Burnett v. CaldwellAnnotate this Case
76 U.S. 290
U.S. Supreme Court
Burnett v. Caldwell, 76 U.S. 9 Wall. 290 290 (1869)
Burnett v. Caldwell
76 U.S. (9 Wall.) 290
l. Where a purchaser of real estate fails to comply with the terms of the contract under which he obtained possession, the vendor is at liberty to treat the contract as rescinded and to regain the possession by ejectment. In such case, in the State of Georgia, and in this country generally, it is not necessary to give notice to quit before bringing the action.
2. In ejectment brought under such circumstances, an inquiry of the defendant, when examined as a witness, what he gave for the property, how much he had paid, in what manner he had paid, and whether he had paid a valuable consideration is irrelative.
In 1850, one Rogers, being in possession of certain premises for some years, sold them to persons from whom they passed to the Rome Female College.
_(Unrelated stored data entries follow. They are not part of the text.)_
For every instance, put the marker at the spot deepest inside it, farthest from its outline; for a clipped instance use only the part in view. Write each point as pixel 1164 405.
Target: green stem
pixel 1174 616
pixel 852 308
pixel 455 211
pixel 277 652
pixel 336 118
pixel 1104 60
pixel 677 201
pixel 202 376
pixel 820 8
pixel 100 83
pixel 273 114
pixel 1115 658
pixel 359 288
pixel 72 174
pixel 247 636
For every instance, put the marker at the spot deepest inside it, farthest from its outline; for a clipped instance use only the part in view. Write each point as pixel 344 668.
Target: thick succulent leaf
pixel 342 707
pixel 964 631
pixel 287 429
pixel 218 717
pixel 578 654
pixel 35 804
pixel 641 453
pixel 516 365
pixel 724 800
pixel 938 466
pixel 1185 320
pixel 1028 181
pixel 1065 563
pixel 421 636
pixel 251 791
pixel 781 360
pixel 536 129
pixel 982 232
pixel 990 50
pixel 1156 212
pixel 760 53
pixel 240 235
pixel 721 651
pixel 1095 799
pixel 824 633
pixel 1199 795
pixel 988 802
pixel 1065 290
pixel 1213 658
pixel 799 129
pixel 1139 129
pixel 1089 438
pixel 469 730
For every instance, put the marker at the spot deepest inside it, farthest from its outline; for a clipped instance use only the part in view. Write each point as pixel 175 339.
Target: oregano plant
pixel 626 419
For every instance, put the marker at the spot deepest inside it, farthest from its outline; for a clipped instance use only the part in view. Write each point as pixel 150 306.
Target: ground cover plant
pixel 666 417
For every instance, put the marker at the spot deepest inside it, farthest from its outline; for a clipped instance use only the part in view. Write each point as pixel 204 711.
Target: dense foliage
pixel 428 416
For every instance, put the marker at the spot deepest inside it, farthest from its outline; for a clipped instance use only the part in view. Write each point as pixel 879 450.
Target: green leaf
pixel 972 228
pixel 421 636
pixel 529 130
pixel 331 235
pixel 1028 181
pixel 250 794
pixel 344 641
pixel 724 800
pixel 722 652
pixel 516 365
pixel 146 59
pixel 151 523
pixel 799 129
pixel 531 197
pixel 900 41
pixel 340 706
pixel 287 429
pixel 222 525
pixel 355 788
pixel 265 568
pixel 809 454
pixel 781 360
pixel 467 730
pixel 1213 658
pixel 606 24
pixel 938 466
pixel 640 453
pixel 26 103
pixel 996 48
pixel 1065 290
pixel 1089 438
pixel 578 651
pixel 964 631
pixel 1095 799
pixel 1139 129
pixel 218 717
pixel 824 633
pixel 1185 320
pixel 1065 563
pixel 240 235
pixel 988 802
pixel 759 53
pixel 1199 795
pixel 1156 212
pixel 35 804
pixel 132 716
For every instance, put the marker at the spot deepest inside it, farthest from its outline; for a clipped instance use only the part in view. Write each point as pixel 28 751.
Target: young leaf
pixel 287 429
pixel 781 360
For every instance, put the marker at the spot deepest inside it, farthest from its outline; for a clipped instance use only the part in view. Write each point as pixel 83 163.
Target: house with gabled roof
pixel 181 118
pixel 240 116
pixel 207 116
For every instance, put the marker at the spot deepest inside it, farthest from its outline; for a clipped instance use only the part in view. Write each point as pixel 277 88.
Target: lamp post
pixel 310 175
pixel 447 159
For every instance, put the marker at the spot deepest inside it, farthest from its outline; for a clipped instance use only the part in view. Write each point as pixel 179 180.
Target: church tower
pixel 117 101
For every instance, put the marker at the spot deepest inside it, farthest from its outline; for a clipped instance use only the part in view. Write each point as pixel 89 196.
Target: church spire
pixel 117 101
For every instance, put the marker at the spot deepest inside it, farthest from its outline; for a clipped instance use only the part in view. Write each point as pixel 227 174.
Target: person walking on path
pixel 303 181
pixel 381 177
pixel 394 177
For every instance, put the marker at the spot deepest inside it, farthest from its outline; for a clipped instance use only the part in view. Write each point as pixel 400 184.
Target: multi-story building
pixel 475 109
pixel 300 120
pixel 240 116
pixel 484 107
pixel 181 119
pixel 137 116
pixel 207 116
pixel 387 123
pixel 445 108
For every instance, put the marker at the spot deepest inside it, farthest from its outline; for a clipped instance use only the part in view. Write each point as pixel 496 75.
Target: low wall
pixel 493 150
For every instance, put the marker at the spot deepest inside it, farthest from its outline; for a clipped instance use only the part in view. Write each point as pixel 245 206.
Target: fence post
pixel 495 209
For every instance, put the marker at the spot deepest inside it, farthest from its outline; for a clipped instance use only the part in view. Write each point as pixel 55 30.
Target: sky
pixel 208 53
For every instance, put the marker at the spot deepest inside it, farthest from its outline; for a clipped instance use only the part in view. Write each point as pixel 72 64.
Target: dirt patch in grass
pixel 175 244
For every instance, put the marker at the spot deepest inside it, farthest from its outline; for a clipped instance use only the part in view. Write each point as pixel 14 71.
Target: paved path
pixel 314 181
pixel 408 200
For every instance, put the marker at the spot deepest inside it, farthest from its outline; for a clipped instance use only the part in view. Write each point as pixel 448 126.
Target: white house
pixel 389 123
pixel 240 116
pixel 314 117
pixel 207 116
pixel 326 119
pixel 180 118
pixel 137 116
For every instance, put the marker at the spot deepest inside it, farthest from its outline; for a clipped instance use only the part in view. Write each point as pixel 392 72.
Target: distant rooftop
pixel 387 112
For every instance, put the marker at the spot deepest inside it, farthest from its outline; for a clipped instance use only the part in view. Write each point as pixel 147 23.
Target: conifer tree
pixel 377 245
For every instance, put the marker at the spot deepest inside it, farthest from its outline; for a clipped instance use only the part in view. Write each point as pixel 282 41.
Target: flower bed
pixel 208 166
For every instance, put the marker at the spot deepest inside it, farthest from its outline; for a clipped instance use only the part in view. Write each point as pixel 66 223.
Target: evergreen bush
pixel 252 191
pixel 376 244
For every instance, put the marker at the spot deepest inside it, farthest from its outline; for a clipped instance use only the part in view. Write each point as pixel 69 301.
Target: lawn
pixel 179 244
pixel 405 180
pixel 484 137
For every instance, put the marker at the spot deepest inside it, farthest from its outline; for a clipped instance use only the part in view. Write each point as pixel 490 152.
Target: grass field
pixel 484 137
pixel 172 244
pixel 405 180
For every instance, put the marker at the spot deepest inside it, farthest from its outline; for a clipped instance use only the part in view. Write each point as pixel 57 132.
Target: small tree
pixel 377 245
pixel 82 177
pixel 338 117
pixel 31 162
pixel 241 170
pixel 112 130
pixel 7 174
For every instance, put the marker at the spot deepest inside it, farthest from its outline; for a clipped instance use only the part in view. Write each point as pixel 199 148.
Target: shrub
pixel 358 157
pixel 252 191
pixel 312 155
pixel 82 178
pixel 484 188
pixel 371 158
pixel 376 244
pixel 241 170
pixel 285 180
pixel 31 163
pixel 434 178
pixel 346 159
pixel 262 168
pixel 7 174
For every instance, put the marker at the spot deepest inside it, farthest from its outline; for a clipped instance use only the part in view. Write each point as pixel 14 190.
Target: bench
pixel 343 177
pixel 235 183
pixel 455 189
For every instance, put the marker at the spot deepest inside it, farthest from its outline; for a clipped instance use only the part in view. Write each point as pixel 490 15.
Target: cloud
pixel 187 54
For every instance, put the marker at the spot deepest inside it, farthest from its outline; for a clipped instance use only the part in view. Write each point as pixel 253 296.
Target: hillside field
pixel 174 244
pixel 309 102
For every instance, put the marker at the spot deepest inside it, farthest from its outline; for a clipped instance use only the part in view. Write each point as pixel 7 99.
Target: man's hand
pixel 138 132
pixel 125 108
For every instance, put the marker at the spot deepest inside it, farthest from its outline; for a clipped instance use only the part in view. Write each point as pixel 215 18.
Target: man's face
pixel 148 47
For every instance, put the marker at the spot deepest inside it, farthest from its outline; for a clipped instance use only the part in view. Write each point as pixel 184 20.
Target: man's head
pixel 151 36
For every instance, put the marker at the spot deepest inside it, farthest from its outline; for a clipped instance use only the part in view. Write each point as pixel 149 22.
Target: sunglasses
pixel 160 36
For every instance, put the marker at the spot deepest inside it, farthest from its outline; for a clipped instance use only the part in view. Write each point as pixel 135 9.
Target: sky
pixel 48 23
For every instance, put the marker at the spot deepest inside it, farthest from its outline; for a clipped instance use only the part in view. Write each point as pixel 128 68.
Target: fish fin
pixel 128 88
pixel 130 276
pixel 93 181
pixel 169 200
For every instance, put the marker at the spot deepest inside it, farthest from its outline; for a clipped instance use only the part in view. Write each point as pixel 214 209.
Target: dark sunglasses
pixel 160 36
And this college executed a somewhat peculiar deed conveying them to Caldwell. Caldwell, being thus in possession and claiming title, sold them in January, 1864, to a certain Vliet. Vliet paid him $4,000 and gave him two promissory notes, each for $7,000, payable in the course of the year at dates fixed. Caldwell at the same time executed to Vliet a title bond in the penal sum of $36,000, reciting the payment of the $4,000 and the delivery of the notes and conditioned that if Vliet should pay the notes at maturity and Caldwell should thereupon make to him "a good warranty title in fee simple" for the premises, the bond should be void. The bond was silent as to the right of Vliet to occupy the premises, but Caldwell put him in possession. Vliet transferred the bond and delivered possession to Burnett. Nothing having been paid on the notes and more than three years having expired since the maturity of the one last payable, Caldwell brought ejectment against Burnett to recover possession of the property. He had given him no notice to quit.
On the trial, Burnett the defendant being on the stand, his counsel proposed to ask him what he had given for the property, how much he had paid and in what manner, and whether he had paid a valuable consideration. The court, on objection, overruled the interrogatory.
In addition to this, various questions were made before the court as to whether Rogers had or had not a valid title by virtue of the statute of limitations, whether Caldwell had or had not a perfect paper title, and whether the deed executed by the trustees of the Rome Female College was valid or not.
The court (Erskine, J.) gave instructions on all those points, but in addition instructed the jury that
"if a purchaser failed to comply with the terms of a contract under which he obtained possession, the vendor was at liberty to treat the contract as rescinded and regain the possession by an action of ejectment; that in such case neither a demand of possession nor a notice to quit was necessary; that the ejectment here was not brought to enforce the contract of sale, but to regain possession of the land acquired under it."
Verdict and judgment went for the plaintiff, Caldwell, and the defendant, Burnett, brought the case here.